Nathan Wade will testify before the U.S. House Judiciary Committee

The Republican-led committee is investigating Fulton County District Attorney Fani Willis and Georgia’s election interference case
Special prosecutor Nathan Wade sits in court Friday, March, 1, 2024, in Atlanta. The hearing is to determine whether Fulton County District Attorney Fani Willis should be removed from the case because of a relationship with Nathan Wade, special prosecutor she hired in the election interference case against former President Donald Trump. (AP Photo/Alex Slitz, Pool)

Credit: AP

Credit: AP

Special prosecutor Nathan Wade sits in court Friday, March, 1, 2024, in Atlanta. The hearing is to determine whether Fulton County District Attorney Fani Willis should be removed from the case because of a relationship with Nathan Wade, special prosecutor she hired in the election interference case against former President Donald Trump. (AP Photo/Alex Slitz, Pool)
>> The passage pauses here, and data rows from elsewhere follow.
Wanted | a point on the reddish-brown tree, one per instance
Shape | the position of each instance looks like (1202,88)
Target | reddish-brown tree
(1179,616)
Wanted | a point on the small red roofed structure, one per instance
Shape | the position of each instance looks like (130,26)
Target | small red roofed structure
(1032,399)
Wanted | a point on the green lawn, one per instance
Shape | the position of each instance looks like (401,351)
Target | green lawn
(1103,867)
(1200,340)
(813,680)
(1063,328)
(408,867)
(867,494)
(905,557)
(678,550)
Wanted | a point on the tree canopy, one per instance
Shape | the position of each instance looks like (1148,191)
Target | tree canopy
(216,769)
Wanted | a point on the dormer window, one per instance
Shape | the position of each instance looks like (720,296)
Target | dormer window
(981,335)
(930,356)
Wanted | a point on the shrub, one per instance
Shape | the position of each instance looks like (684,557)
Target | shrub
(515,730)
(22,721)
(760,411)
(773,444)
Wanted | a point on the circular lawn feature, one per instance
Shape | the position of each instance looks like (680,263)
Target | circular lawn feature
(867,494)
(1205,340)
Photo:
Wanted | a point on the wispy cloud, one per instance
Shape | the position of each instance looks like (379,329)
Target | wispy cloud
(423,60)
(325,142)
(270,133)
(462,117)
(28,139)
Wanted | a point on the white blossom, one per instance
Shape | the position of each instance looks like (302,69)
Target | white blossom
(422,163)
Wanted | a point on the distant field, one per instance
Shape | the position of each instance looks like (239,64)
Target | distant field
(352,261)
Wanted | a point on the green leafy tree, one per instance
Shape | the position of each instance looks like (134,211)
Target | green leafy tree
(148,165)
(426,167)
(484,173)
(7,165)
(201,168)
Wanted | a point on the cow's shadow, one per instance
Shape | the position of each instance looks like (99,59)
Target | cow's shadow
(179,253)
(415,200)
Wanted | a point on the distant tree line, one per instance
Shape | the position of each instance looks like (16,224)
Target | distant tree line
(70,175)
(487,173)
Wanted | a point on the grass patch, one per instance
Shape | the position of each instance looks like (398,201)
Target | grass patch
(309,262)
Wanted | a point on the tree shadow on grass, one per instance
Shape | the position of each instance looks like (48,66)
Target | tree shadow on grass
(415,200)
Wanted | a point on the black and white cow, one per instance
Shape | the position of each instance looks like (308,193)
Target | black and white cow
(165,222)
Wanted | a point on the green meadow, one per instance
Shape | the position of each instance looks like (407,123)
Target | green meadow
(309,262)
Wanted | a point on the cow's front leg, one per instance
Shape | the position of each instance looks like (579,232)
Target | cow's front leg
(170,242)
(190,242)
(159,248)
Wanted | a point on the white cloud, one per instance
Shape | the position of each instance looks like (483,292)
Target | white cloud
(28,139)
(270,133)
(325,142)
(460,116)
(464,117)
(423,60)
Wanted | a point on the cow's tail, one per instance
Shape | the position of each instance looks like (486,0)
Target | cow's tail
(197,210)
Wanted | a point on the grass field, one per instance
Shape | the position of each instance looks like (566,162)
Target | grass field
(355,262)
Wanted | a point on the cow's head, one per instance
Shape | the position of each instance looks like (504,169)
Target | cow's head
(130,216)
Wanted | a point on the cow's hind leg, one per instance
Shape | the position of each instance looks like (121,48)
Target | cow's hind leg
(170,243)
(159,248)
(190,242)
Former Fulton County special prosecutor Nathan Wade is set to testify next week before a Republican-led U.S. House panel investigating his onetime romantic relationship with Fulton County District Attorney Fani Willis.

Wade’s attorney Andrew Evans said Tuesday that his client will sit for questions in a closed-door session before the House Judiciary Committee on Oct. 15. It comes after weeks of back-and-forth over whether he’d comply with the panel’s subpoena.

Wade is expected to field queries related to Willis’ office’s use of grant funding as well as their meetings with the White House and the panel that investigated the Jan. 6, 2021 pro-Donald Trump mob that ransacked the U.S. Capitol, Evans said.

The Judiciary Committee’s investigators had not been able to find Wade for several days in September before succeeding in serving him a summons that required him to appear in Washington.

Even so, Wade’s legal counsel bristled at the demands by Republican U.S. Rep. Jim Jordan’s committee. Former Gov. Roy Barnes, one of Willis’ attorneys, fired off a Sept. 30 letter that objected to the “vitriol and anger” directed at his client.

“When you have calmed down and attended the anger management class,” wrote Barnes, “I will be glad to discuss this matter with you in a logical, dispassionate manner.”

At Jordan’s direction, the panel has been investigating Willis for more than a year over her handling of the prosecution of Trump and his allies. The Ohio Republican is a Trump loyalist.

Jordan has accused Willis of conducting a “politically motivated prosecution” and wants Wade to testify about his personal relationship with Willis.

Critics of the DA have blasted her for hiring Wade and paying him more than $700,000 for his work on the Trump case. They argued it is part of a larger pattern of mismanagement in her office.

Willis has defended her handling of the racketeering case and her hiring of Wade and accused Republicans of trying to meddle in an ongoing criminal case. Evans, Wade’s lawyer, has said his client has “nothing that is of interest” to the committee.